The Cranberries – Roses
The Cranberries’ new studio album Roses picks up where their 2001 album Wake Up And Smell The Coffee left off. Executed with lightning-paced transcendence and blooming with immaculate embellishments, Roses is an interesting and occasionally brilliant album.
Album opener Conduct is a thesaurus for anyone stuck on words for ‘sadness’. Dolores O’Riordan’s silky, lilting vocals tell you a hundred alternatives, while arresting melodies unravel heartbreak and loss on every level. It’s knowingly clichéd, yet wonderfully despondent. It’s not entirely dreary – Conduct is illuminated by intricately upbeat orchestration. Bursts of classic pop and bellowing choruses are a novel handling of heartache.
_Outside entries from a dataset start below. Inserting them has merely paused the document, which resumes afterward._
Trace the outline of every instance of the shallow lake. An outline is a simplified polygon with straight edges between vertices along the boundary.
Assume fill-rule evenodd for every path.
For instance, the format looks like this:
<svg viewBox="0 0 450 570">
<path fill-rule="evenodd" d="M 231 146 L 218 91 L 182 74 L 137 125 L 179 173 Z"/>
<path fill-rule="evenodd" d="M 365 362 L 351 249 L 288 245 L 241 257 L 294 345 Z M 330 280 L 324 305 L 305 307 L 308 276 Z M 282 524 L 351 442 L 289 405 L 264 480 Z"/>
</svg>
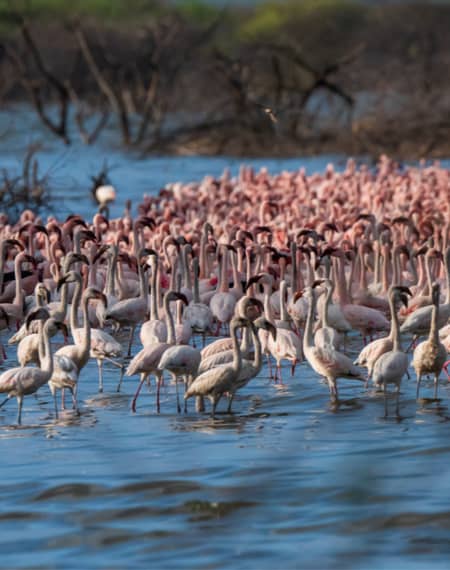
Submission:
<svg viewBox="0 0 450 570">
<path fill-rule="evenodd" d="M 2 125 L 14 121 L 1 117 Z M 19 125 L 20 127 L 20 125 Z M 44 138 L 40 162 L 56 182 L 55 212 L 90 215 L 89 175 L 107 159 L 119 199 L 136 205 L 168 182 L 237 171 L 228 158 L 124 156 L 106 144 L 67 150 L 33 117 L 0 141 L 2 167 L 18 167 L 26 143 Z M 248 160 L 270 170 L 322 170 L 333 157 Z M 342 163 L 341 163 L 342 164 Z M 2 340 L 7 337 L 3 334 Z M 125 339 L 123 339 L 125 340 Z M 209 339 L 211 340 L 211 339 Z M 133 352 L 139 349 L 135 343 Z M 357 336 L 349 350 L 361 348 Z M 15 362 L 8 348 L 4 370 Z M 215 420 L 177 414 L 175 388 L 116 392 L 106 366 L 97 394 L 90 361 L 79 385 L 81 415 L 53 417 L 46 388 L 0 410 L 0 552 L 3 568 L 447 568 L 450 554 L 450 384 L 440 401 L 415 401 L 405 379 L 401 418 L 383 417 L 381 394 L 341 381 L 342 404 L 306 363 L 284 383 L 268 370 Z M 432 396 L 425 382 L 424 396 Z M 393 405 L 393 402 L 391 403 Z M 219 406 L 224 410 L 224 402 Z M 393 411 L 393 408 L 392 408 Z"/>
</svg>

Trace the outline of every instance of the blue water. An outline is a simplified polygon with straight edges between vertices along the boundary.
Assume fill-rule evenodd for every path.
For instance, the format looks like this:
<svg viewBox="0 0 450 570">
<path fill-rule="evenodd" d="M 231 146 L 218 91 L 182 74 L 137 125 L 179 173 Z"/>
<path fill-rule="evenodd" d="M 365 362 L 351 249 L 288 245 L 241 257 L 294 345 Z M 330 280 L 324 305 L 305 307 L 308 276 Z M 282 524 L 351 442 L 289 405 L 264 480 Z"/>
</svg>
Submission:
<svg viewBox="0 0 450 570">
<path fill-rule="evenodd" d="M 8 121 L 8 115 L 1 120 Z M 26 142 L 43 139 L 40 161 L 57 188 L 57 213 L 95 211 L 89 174 L 113 164 L 119 199 L 135 204 L 168 182 L 236 172 L 229 158 L 146 158 L 101 141 L 62 150 L 33 117 L 0 141 L 2 167 L 16 167 Z M 323 169 L 333 157 L 248 160 L 270 170 Z M 7 335 L 3 333 L 2 340 Z M 124 340 L 124 339 L 123 339 Z M 361 341 L 353 337 L 350 352 Z M 135 343 L 133 352 L 139 349 Z M 12 366 L 14 350 L 0 366 Z M 236 398 L 234 414 L 212 420 L 190 406 L 177 414 L 174 386 L 115 390 L 107 366 L 83 370 L 81 415 L 55 421 L 47 389 L 0 410 L 2 568 L 447 568 L 450 555 L 450 385 L 439 402 L 416 403 L 404 380 L 401 418 L 384 419 L 373 389 L 342 381 L 343 403 L 305 363 L 284 384 L 264 367 Z M 424 395 L 431 385 L 425 382 Z M 223 408 L 221 408 L 223 410 Z"/>
</svg>

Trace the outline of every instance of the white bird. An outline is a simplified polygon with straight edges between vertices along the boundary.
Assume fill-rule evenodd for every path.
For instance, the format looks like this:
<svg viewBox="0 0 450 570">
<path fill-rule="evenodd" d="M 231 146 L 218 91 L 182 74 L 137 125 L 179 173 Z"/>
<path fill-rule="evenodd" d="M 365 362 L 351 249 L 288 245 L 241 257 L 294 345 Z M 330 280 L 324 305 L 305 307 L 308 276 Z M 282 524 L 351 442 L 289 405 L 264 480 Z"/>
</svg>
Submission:
<svg viewBox="0 0 450 570">
<path fill-rule="evenodd" d="M 444 264 L 446 270 L 447 296 L 445 303 L 439 305 L 437 316 L 438 328 L 443 327 L 450 318 L 450 247 L 445 251 Z M 420 307 L 420 309 L 414 311 L 402 324 L 400 331 L 402 333 L 405 332 L 413 334 L 415 340 L 422 335 L 428 334 L 434 312 L 433 307 L 434 305 L 427 305 L 426 307 Z"/>
<path fill-rule="evenodd" d="M 102 184 L 95 189 L 95 198 L 100 208 L 116 199 L 116 189 L 111 184 Z"/>
<path fill-rule="evenodd" d="M 231 412 L 231 405 L 233 403 L 234 396 L 238 390 L 241 390 L 246 386 L 249 381 L 257 376 L 262 368 L 262 349 L 261 341 L 258 336 L 258 329 L 263 329 L 268 331 L 274 339 L 277 336 L 277 329 L 264 317 L 259 317 L 255 321 L 250 322 L 250 330 L 252 333 L 253 344 L 255 346 L 255 354 L 253 361 L 246 358 L 242 359 L 241 370 L 237 379 L 233 382 L 231 388 L 228 391 L 228 413 Z"/>
<path fill-rule="evenodd" d="M 439 374 L 447 358 L 445 346 L 439 340 L 439 283 L 433 283 L 431 288 L 431 299 L 433 302 L 431 327 L 428 339 L 421 342 L 414 350 L 412 365 L 417 375 L 417 393 L 419 397 L 420 382 L 424 374 L 434 374 L 434 399 L 437 399 Z"/>
<path fill-rule="evenodd" d="M 145 280 L 144 271 L 141 267 L 140 260 L 149 255 L 156 255 L 152 249 L 142 249 L 138 254 L 138 271 L 139 271 L 139 287 L 140 295 L 134 299 L 124 299 L 117 302 L 113 307 L 106 311 L 105 318 L 115 321 L 119 327 L 130 327 L 130 337 L 128 340 L 127 356 L 131 355 L 131 345 L 133 343 L 134 331 L 139 323 L 145 320 L 148 313 L 148 284 Z"/>
<path fill-rule="evenodd" d="M 375 362 L 373 369 L 373 382 L 376 386 L 383 387 L 384 392 L 384 415 L 387 416 L 387 385 L 394 384 L 396 392 L 396 413 L 399 413 L 400 405 L 400 385 L 402 378 L 408 370 L 408 356 L 403 352 L 400 343 L 400 327 L 398 323 L 397 309 L 395 307 L 395 289 L 391 289 L 389 295 L 389 306 L 392 315 L 392 350 L 382 354 Z M 404 303 L 407 303 L 407 297 L 404 293 Z"/>
<path fill-rule="evenodd" d="M 167 342 L 158 342 L 154 343 L 151 346 L 144 346 L 142 350 L 140 350 L 133 360 L 128 365 L 125 375 L 126 376 L 134 376 L 135 374 L 140 375 L 140 382 L 138 389 L 133 398 L 133 402 L 131 404 L 131 409 L 133 412 L 136 411 L 136 402 L 139 397 L 139 393 L 141 391 L 144 382 L 148 378 L 150 374 L 154 374 L 156 376 L 156 409 L 159 413 L 160 403 L 159 403 L 159 394 L 160 394 L 160 387 L 161 387 L 161 380 L 162 380 L 162 371 L 158 368 L 160 363 L 161 357 L 163 356 L 164 352 L 168 350 L 172 345 L 175 344 L 175 323 L 173 319 L 172 312 L 170 310 L 170 302 L 176 301 L 177 299 L 183 300 L 187 304 L 187 299 L 181 293 L 177 293 L 176 291 L 167 291 L 164 295 L 164 310 L 166 316 L 169 319 L 169 336 L 167 338 Z M 117 387 L 117 391 L 120 390 L 120 383 Z"/>
<path fill-rule="evenodd" d="M 41 386 L 46 384 L 53 373 L 53 357 L 50 347 L 49 330 L 53 326 L 61 326 L 54 319 L 49 319 L 42 330 L 41 343 L 41 366 L 39 368 L 25 366 L 19 368 L 11 368 L 0 376 L 0 393 L 7 393 L 8 396 L 0 407 L 2 407 L 10 398 L 17 398 L 17 423 L 22 421 L 22 406 L 24 396 L 34 394 Z"/>
<path fill-rule="evenodd" d="M 325 302 L 322 303 L 321 307 L 319 307 L 319 318 L 322 326 L 317 329 L 314 334 L 314 344 L 322 348 L 327 345 L 331 345 L 333 348 L 338 350 L 342 342 L 342 334 L 332 327 L 328 320 L 328 311 L 334 291 L 334 284 L 330 279 L 325 279 L 324 287 Z"/>
<path fill-rule="evenodd" d="M 172 375 L 177 393 L 178 413 L 181 412 L 181 406 L 178 395 L 177 377 L 183 377 L 185 389 L 187 389 L 197 375 L 200 360 L 200 350 L 187 344 L 171 346 L 161 356 L 158 370 L 167 370 Z M 186 401 L 184 411 L 186 411 Z"/>
<path fill-rule="evenodd" d="M 406 295 L 411 295 L 411 291 L 407 287 L 395 286 L 392 288 L 392 294 L 394 295 L 394 306 L 397 303 L 406 303 L 408 306 L 408 298 Z M 406 294 L 406 295 L 405 295 Z M 367 381 L 372 378 L 373 368 L 376 361 L 380 356 L 386 352 L 392 350 L 394 346 L 393 335 L 394 335 L 395 320 L 393 314 L 391 314 L 391 330 L 389 335 L 383 338 L 377 338 L 376 340 L 369 342 L 360 352 L 358 358 L 355 360 L 354 364 L 356 366 L 364 366 L 367 368 Z"/>
<path fill-rule="evenodd" d="M 364 381 L 364 377 L 345 354 L 338 352 L 330 345 L 322 348 L 314 344 L 313 321 L 316 311 L 315 285 L 316 283 L 313 284 L 313 287 L 307 287 L 305 290 L 305 295 L 309 298 L 309 308 L 303 336 L 303 353 L 312 369 L 317 372 L 317 374 L 326 378 L 331 397 L 337 400 L 337 378 L 351 378 Z"/>
<path fill-rule="evenodd" d="M 234 317 L 230 323 L 230 333 L 233 339 L 234 351 L 233 362 L 206 370 L 206 372 L 197 376 L 184 394 L 185 400 L 192 396 L 207 397 L 212 404 L 212 417 L 214 417 L 220 398 L 225 392 L 232 388 L 233 382 L 236 382 L 239 378 L 242 366 L 242 355 L 239 348 L 237 331 L 239 328 L 247 326 L 248 322 L 247 319 L 243 319 L 242 317 Z"/>
</svg>

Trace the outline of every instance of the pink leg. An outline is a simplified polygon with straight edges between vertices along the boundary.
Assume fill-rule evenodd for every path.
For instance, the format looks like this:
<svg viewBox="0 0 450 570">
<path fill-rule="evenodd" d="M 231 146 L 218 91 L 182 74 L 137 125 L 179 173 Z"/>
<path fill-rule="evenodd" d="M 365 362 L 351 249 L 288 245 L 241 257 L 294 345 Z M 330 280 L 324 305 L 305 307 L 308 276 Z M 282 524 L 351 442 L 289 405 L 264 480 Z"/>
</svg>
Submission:
<svg viewBox="0 0 450 570">
<path fill-rule="evenodd" d="M 295 374 L 295 367 L 297 366 L 297 359 L 293 360 L 292 362 L 292 366 L 291 366 L 291 376 L 294 376 Z"/>
<path fill-rule="evenodd" d="M 3 352 L 3 360 L 6 360 L 8 358 L 8 356 L 6 355 L 6 350 L 5 347 L 2 344 L 2 352 Z"/>
<path fill-rule="evenodd" d="M 146 375 L 142 374 L 141 381 L 139 382 L 138 389 L 136 390 L 136 394 L 134 395 L 133 401 L 131 402 L 131 410 L 133 412 L 136 412 L 136 401 L 139 397 L 139 392 L 141 391 L 141 388 L 144 385 L 145 379 L 146 379 Z"/>
<path fill-rule="evenodd" d="M 219 336 L 221 326 L 222 326 L 222 323 L 220 321 L 217 321 L 217 328 L 216 328 L 215 336 Z"/>
<path fill-rule="evenodd" d="M 160 400 L 159 400 L 159 394 L 161 392 L 161 380 L 162 378 L 160 376 L 158 376 L 156 379 L 156 411 L 158 412 L 158 414 L 161 409 Z"/>
<path fill-rule="evenodd" d="M 283 384 L 283 376 L 281 374 L 281 363 L 277 362 L 277 378 L 280 381 L 280 384 Z"/>
<path fill-rule="evenodd" d="M 269 376 L 270 379 L 273 378 L 273 373 L 272 373 L 272 361 L 270 360 L 270 356 L 268 354 L 266 354 L 267 357 L 267 366 L 269 367 Z"/>
<path fill-rule="evenodd" d="M 61 389 L 61 410 L 66 409 L 66 394 L 64 388 Z"/>
</svg>

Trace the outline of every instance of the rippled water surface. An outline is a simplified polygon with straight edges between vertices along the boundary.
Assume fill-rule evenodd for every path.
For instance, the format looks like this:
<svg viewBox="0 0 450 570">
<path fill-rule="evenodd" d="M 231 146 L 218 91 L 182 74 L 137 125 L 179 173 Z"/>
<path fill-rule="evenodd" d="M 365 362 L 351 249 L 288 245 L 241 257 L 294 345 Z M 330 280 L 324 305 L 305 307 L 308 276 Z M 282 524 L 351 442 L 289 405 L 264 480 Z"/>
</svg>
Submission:
<svg viewBox="0 0 450 570">
<path fill-rule="evenodd" d="M 4 120 L 5 117 L 3 117 Z M 32 131 L 31 131 L 32 132 Z M 27 135 L 26 141 L 32 139 Z M 3 166 L 18 164 L 20 142 L 1 142 Z M 169 181 L 236 171 L 226 158 L 124 158 L 106 147 L 61 154 L 47 142 L 42 163 L 60 184 L 58 212 L 90 213 L 88 175 L 116 165 L 120 213 Z M 272 170 L 323 169 L 330 157 L 269 163 Z M 86 194 L 87 195 L 87 194 Z M 5 340 L 5 337 L 2 337 Z M 125 340 L 125 339 L 124 339 Z M 360 340 L 353 337 L 350 352 Z M 136 344 L 134 352 L 139 349 Z M 14 362 L 8 349 L 6 369 Z M 401 417 L 383 417 L 383 399 L 340 383 L 339 407 L 305 363 L 275 385 L 265 367 L 215 420 L 177 414 L 166 381 L 161 414 L 155 388 L 107 366 L 83 370 L 81 415 L 55 421 L 47 389 L 0 410 L 2 568 L 447 568 L 450 554 L 450 386 L 440 401 L 415 401 L 402 385 Z M 431 384 L 423 395 L 432 395 Z M 393 402 L 391 402 L 393 405 Z M 225 403 L 219 406 L 223 410 Z M 393 411 L 393 408 L 392 408 Z"/>
</svg>

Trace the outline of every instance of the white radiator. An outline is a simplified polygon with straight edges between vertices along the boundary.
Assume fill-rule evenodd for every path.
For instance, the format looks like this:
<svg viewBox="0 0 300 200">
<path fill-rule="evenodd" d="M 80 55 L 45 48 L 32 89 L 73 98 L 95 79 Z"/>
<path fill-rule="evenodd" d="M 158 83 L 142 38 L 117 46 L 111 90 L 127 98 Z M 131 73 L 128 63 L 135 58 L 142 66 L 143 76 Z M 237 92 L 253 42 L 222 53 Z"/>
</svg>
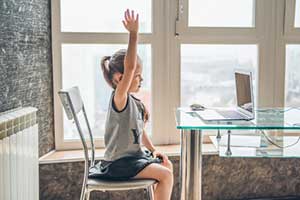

The Cranberries have the ability to sound panoramic yet catchy, as pocket-sized stadium anthem Tomorrow demonstrates. Riffs are neatly picked amidst the gorgeous focal point of entwined vocals, and not once does it seem contrived or boring. Tomorrow exposes every inch of The Cranberries’ brilliance.
However, Roses fails to maintain this standard. Schizophrenic Playboy teams try-hard rhyming lyrics with droning forgettable melodies, making the track a gruelling listen. There are a few moments of intelligent musicianship – surprises in cadence and interesting chord progressions – but the questionable lyrics and repetition of ideas all cluster together to form utter tedium. But this is a small complaint in the face of an otherwise impressively-crafted album.
Title track Roses is intense and brooding. O’Riordan’s forlorn vocals grow ever more enchanting. Its plaintive hook drifts gently like leaves in a breeze, while the band channels a sumptuous sense of elegiac elegance underneath. It shimmers against the earlier abrasive and more powerful tracks on the album, creating a mesmeric listening experience.
With rumbling drums and beams of delightful vocal melody, Roses is a bittersweet and effortless album with a myriad of aspects to explore.